Sunday, September 1, 2013

sin

Perhaps a sin that humbles you is better than a good deed that makes you arrogant.
- Hamza Yusuf

storms & grace


But it is in storms that He does his finest work, for it is in storms that He has our keenest attention.      -Max Lucado

I've been thinking a lot about opposition/ trials/ sadness/ trouble/ sin/ weakness/ difficulty i.e. everything that isn't easy about life and that we tend not to equate with happiness.  In the set-up for the quote above, the author brings up how we often expect God to come to us in "peaceful hymns or Easter Sundays or quiet retreats" and that we don't anticipate "to see him in a bear market, pink slip, lawsuit, foreclosure, or war" (source).

When I consider the moments when I felt the Spirit the strongest, when I reflect on the times I changed the most, when I admit to myself when I felt the closest to my Savior... it was in the midst of opposition/ trials/ sadness/ trouble/ sin/ weakness/ difficulty -- it was in the storms.

And this is all obvious stuff right? I'm not telling you anything you haven't heard before. But I feel the need to share this now because I realized that for me, there was a definable moment when this concept really sunk in... and it changed EVERYTHING... it changed me...

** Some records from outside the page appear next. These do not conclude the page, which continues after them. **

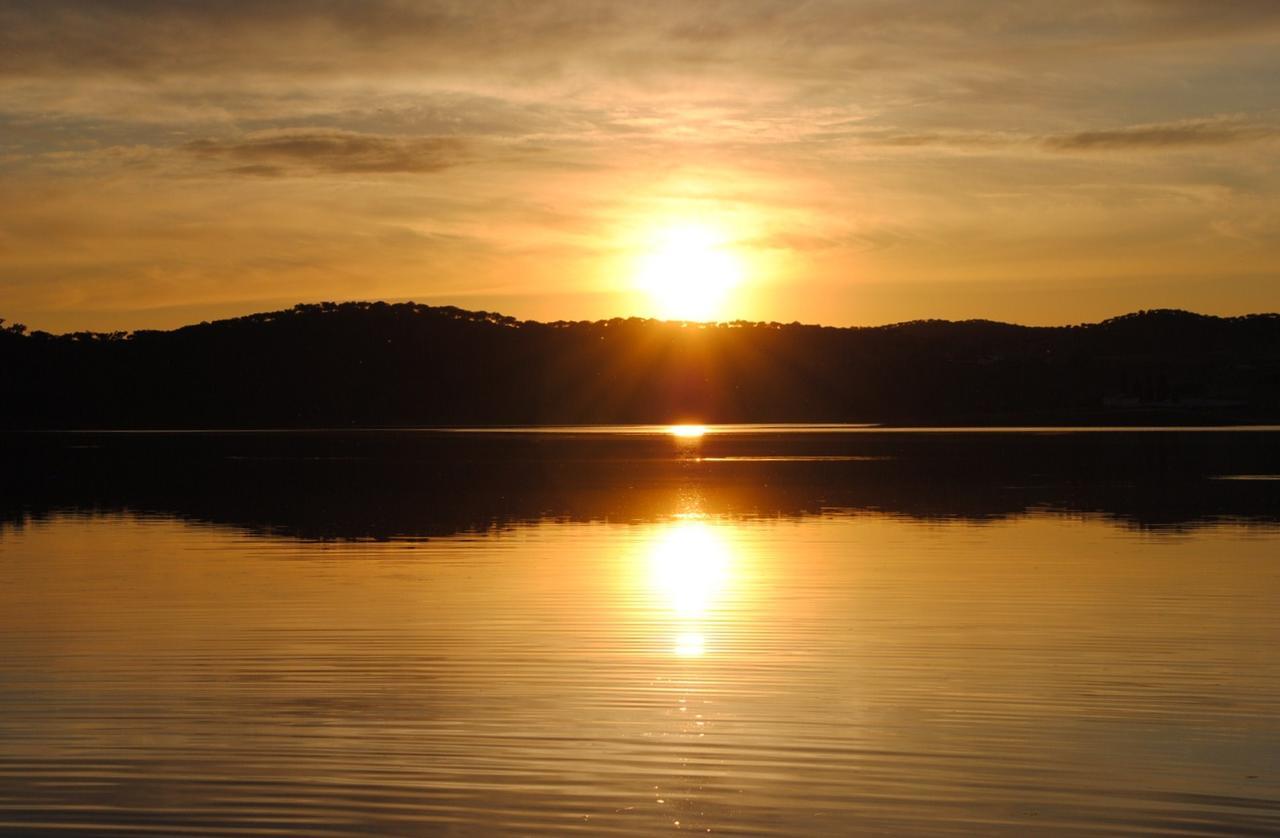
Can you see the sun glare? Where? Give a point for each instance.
(690, 564)
(689, 273)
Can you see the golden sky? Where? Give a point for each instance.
(848, 163)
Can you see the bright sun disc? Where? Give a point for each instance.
(689, 273)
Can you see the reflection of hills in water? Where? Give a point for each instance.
(412, 484)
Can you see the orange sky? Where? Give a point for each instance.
(859, 161)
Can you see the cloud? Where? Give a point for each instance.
(1156, 137)
(287, 151)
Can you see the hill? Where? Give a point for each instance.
(334, 365)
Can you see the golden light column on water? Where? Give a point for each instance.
(690, 564)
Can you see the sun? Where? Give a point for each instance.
(689, 271)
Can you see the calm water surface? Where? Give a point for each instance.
(764, 637)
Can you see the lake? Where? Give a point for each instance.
(764, 630)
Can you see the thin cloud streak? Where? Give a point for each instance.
(277, 152)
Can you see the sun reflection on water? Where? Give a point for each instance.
(690, 564)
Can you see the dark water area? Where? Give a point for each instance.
(764, 630)
(406, 484)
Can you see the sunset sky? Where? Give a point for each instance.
(846, 163)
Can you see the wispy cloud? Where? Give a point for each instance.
(1155, 137)
(296, 150)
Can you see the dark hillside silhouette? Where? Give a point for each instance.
(334, 365)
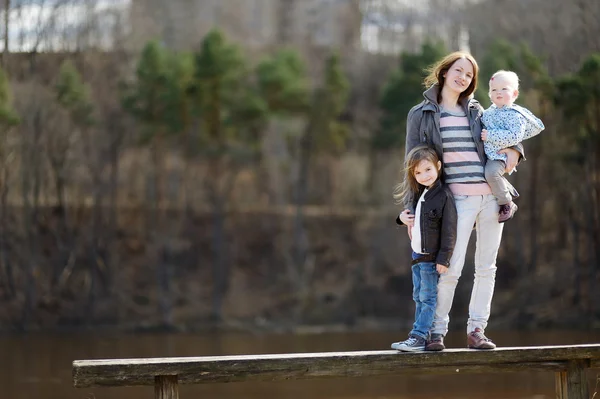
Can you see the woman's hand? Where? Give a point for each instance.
(484, 134)
(407, 218)
(512, 158)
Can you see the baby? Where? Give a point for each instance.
(506, 125)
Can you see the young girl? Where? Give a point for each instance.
(432, 230)
(507, 124)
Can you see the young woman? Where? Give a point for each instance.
(449, 121)
(433, 235)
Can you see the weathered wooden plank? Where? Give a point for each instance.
(165, 387)
(572, 383)
(195, 370)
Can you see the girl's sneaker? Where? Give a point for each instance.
(412, 344)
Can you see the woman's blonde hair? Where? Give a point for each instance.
(405, 192)
(439, 69)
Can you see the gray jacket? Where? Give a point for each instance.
(423, 126)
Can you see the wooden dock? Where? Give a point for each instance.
(567, 362)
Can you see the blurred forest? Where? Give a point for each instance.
(231, 165)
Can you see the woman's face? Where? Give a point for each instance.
(459, 76)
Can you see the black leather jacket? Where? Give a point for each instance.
(438, 223)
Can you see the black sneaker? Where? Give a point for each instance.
(412, 344)
(435, 343)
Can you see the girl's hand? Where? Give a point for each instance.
(407, 218)
(441, 269)
(512, 158)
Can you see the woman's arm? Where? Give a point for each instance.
(413, 124)
(448, 232)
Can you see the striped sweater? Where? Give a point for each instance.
(462, 167)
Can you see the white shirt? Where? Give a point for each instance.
(416, 229)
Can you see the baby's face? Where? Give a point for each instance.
(502, 93)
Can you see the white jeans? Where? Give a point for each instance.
(482, 209)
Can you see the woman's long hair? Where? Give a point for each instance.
(405, 192)
(437, 71)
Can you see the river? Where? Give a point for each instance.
(38, 366)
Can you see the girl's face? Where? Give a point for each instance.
(459, 76)
(502, 93)
(426, 173)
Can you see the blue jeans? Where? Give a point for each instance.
(425, 279)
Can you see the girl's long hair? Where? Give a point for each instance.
(405, 192)
(437, 71)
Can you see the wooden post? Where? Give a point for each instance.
(165, 387)
(572, 384)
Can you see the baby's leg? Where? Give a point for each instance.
(494, 170)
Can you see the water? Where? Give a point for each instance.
(38, 366)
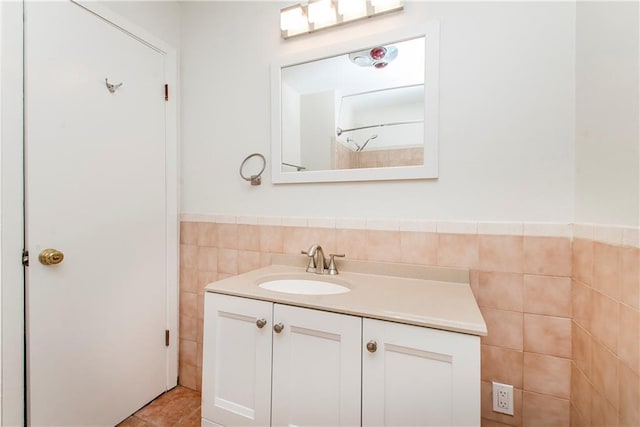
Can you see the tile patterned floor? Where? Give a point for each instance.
(179, 407)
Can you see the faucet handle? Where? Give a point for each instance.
(311, 267)
(332, 265)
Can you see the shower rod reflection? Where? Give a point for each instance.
(298, 168)
(340, 131)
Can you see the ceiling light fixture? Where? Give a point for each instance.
(378, 57)
(319, 14)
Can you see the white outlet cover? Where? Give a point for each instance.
(502, 398)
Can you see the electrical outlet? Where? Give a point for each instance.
(502, 398)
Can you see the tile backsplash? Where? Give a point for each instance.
(556, 336)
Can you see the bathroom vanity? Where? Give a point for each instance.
(400, 347)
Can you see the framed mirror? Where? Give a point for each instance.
(360, 110)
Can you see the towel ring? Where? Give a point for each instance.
(255, 179)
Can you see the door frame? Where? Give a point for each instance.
(12, 299)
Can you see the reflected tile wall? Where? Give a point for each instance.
(522, 284)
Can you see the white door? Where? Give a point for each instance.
(95, 190)
(419, 376)
(236, 368)
(316, 368)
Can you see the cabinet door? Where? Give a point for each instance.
(419, 376)
(316, 368)
(236, 366)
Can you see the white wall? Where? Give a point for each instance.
(317, 127)
(291, 133)
(506, 114)
(160, 18)
(607, 113)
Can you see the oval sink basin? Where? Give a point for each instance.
(304, 287)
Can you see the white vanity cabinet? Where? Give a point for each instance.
(267, 364)
(419, 376)
(236, 365)
(272, 364)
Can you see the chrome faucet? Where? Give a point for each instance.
(318, 263)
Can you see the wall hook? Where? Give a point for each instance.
(112, 88)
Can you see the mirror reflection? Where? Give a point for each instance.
(364, 109)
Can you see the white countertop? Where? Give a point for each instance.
(412, 294)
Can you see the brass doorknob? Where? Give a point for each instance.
(50, 256)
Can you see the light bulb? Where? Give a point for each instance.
(385, 5)
(292, 18)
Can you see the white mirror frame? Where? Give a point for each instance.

 I guess it was almost like in Mosiah, after King Benjamin finishes speaking to his people, and they say:
 "Yea, we believe all the words which thou hast spoken unto us; and also, we know of their surety and truth, because of the Spirit of the Lord Omnipotent, which has wrought a mighty change in us, or in our hearts, that we have no more disposition to do evil, but to do good continually." (Mosiah 5:2)
In my case, I read something, I don't even remember what exactly (an article in The Ensign I think?) along the lines of how every trial comes to us with a gift in its hands -- and I felt the truth of it so strongly. But then it didn't stop there, because from that moment on, without that much conscious effort on my part, I just started planning out how to find that gift -- I began anticipating and searching for God as I entered each new struggle. It wasn't a gradual shift, like so many others in my life (and how change usually happens) but a complete switch in my attitude towards hard things in my life which reflected in many of my actions --  suddenly my heart was just different.

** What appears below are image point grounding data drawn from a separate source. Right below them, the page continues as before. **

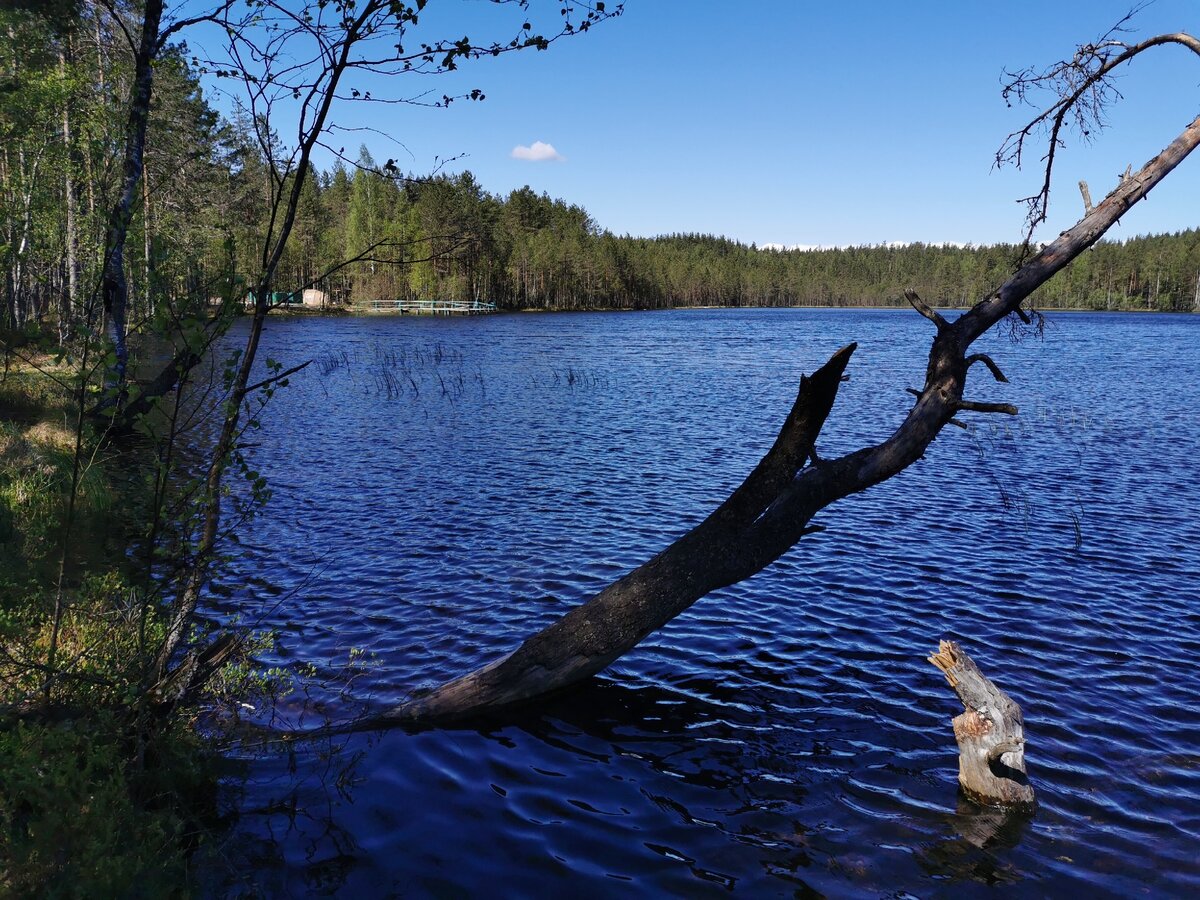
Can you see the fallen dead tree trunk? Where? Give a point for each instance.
(990, 733)
(778, 502)
(775, 505)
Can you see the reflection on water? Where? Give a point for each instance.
(443, 489)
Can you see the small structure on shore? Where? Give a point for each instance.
(315, 299)
(433, 307)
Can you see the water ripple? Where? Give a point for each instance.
(785, 735)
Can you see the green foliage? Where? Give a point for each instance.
(81, 819)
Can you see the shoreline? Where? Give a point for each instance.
(531, 310)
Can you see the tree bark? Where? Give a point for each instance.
(114, 285)
(990, 733)
(772, 510)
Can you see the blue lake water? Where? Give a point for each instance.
(444, 487)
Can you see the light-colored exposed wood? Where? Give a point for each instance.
(990, 733)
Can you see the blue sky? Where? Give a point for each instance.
(796, 123)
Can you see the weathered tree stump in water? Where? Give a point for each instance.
(990, 733)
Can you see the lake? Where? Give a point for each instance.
(444, 487)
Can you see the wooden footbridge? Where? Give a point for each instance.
(433, 307)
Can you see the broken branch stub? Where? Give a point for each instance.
(990, 733)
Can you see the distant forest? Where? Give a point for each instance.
(528, 251)
(204, 198)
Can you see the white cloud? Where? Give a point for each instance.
(538, 151)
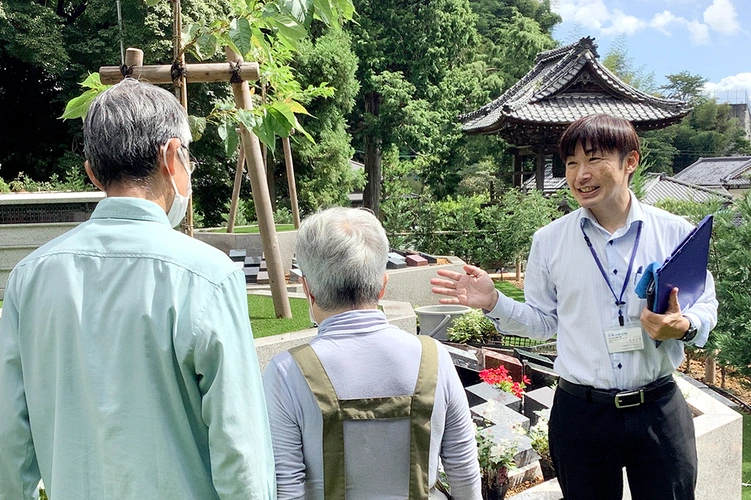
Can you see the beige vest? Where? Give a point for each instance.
(418, 408)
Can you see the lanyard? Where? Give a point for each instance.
(618, 300)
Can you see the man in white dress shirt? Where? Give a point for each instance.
(616, 405)
(365, 410)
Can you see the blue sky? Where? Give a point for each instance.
(711, 38)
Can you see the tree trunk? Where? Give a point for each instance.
(262, 202)
(292, 185)
(710, 369)
(373, 154)
(540, 170)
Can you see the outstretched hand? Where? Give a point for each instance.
(474, 288)
(670, 325)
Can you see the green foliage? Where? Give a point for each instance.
(472, 327)
(684, 86)
(78, 106)
(468, 227)
(263, 320)
(619, 62)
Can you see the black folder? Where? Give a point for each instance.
(686, 268)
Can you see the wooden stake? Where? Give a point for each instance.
(291, 181)
(261, 200)
(236, 188)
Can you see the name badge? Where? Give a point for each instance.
(624, 338)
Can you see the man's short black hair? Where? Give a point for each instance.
(600, 132)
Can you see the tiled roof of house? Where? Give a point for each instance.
(724, 171)
(564, 85)
(660, 187)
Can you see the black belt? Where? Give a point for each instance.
(618, 398)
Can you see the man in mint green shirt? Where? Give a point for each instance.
(127, 364)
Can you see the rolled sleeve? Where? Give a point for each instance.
(286, 433)
(233, 405)
(19, 471)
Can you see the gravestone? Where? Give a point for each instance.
(536, 400)
(396, 261)
(237, 255)
(416, 260)
(483, 392)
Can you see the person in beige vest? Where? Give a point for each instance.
(366, 410)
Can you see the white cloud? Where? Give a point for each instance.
(740, 81)
(623, 23)
(698, 32)
(722, 17)
(662, 19)
(596, 15)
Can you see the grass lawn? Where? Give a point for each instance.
(746, 475)
(254, 229)
(264, 323)
(510, 290)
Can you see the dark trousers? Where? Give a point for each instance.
(590, 443)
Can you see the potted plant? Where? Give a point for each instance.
(496, 460)
(538, 434)
(473, 328)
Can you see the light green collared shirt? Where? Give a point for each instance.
(128, 369)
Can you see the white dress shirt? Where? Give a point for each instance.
(366, 357)
(566, 295)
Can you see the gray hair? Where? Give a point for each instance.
(125, 127)
(342, 252)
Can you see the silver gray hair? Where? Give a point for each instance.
(342, 252)
(125, 127)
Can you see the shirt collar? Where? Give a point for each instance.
(359, 321)
(120, 207)
(635, 214)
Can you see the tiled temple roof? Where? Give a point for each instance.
(565, 84)
(724, 171)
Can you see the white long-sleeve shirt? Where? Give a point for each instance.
(366, 357)
(566, 295)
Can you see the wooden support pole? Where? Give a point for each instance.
(236, 188)
(196, 73)
(291, 181)
(262, 201)
(540, 169)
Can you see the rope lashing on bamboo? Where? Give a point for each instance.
(235, 68)
(126, 70)
(178, 71)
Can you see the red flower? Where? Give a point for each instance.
(500, 378)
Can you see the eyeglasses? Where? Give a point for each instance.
(189, 160)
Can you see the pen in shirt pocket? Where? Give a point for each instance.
(637, 276)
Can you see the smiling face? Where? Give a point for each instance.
(599, 181)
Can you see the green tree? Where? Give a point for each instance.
(684, 86)
(406, 50)
(619, 62)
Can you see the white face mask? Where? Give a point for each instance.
(179, 203)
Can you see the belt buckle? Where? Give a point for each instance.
(629, 399)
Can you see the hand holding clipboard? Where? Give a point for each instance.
(685, 268)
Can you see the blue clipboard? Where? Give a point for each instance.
(685, 268)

It wasn't nearly so grand as the people of King Benjamin, or so complete a turn around like that of Alma the Younger or Paul. It was, in the scheme of things, a very small thing in a life still very much in need of many more changes... but it is still nonetheless a real moment in my life when I experienced a near instantaneous change in my heart.

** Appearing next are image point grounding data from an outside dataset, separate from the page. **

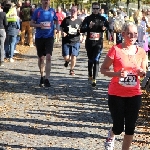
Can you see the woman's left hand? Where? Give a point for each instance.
(141, 73)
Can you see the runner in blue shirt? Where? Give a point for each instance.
(43, 20)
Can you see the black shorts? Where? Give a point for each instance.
(124, 110)
(44, 46)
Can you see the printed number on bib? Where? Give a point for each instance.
(94, 36)
(129, 81)
(46, 25)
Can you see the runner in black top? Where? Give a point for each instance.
(94, 25)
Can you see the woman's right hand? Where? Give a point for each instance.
(122, 73)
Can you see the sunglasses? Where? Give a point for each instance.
(95, 8)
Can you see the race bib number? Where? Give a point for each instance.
(46, 25)
(94, 36)
(129, 81)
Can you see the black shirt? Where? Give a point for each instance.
(99, 21)
(71, 28)
(3, 20)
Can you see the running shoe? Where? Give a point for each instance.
(72, 72)
(90, 80)
(42, 82)
(46, 83)
(109, 144)
(66, 64)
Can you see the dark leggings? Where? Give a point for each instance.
(124, 110)
(93, 66)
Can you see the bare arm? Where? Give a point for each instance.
(105, 68)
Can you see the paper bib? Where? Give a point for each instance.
(94, 36)
(129, 81)
(46, 25)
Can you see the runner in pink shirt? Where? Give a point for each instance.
(60, 17)
(124, 93)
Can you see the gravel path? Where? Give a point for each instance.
(70, 115)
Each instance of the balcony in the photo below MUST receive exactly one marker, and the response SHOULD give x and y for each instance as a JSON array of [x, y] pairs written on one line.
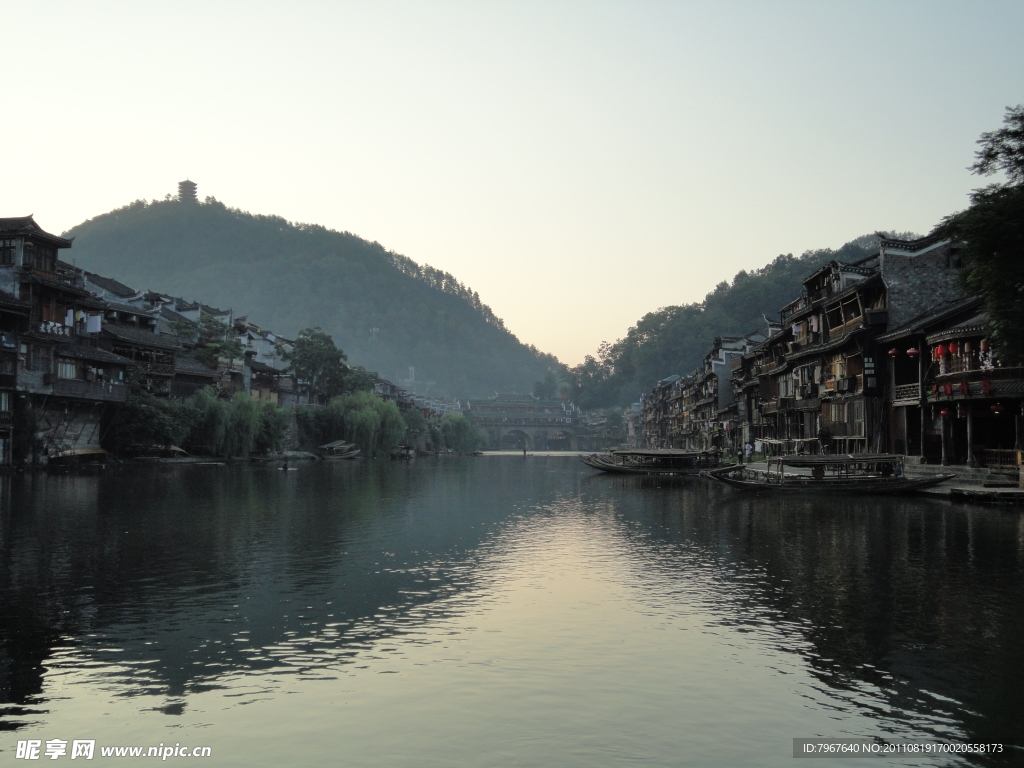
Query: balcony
[[90, 390], [56, 330], [877, 316], [906, 392]]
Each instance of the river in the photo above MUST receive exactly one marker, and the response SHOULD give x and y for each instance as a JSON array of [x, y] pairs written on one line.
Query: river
[[499, 611]]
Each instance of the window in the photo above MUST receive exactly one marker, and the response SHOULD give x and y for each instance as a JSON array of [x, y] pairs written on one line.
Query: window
[[40, 358], [67, 369], [7, 248]]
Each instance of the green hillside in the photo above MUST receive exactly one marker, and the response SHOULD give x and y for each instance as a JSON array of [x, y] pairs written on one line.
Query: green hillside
[[675, 339], [387, 312]]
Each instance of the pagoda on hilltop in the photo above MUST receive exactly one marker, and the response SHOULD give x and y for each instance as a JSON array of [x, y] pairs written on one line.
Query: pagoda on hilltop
[[186, 192]]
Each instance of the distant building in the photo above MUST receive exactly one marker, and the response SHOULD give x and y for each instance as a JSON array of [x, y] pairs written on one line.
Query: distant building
[[186, 192]]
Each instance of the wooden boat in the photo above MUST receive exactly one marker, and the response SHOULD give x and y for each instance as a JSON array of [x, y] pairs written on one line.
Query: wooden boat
[[338, 450], [847, 473], [654, 461]]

To someone who has had to be forcefully molded bit by bit, bent a little trial by trial, & made to understand truth sliver by sliver, this small yet huge opening of the windows of heaven is a true indicator to me of the love, tender mercy, and grace of my Heavenly Father. To me it shows that while yes, it is in the storms that God does great work on our souls, there are times when He will simply reach into our open hearts and lift us gently to a higher and nobler place.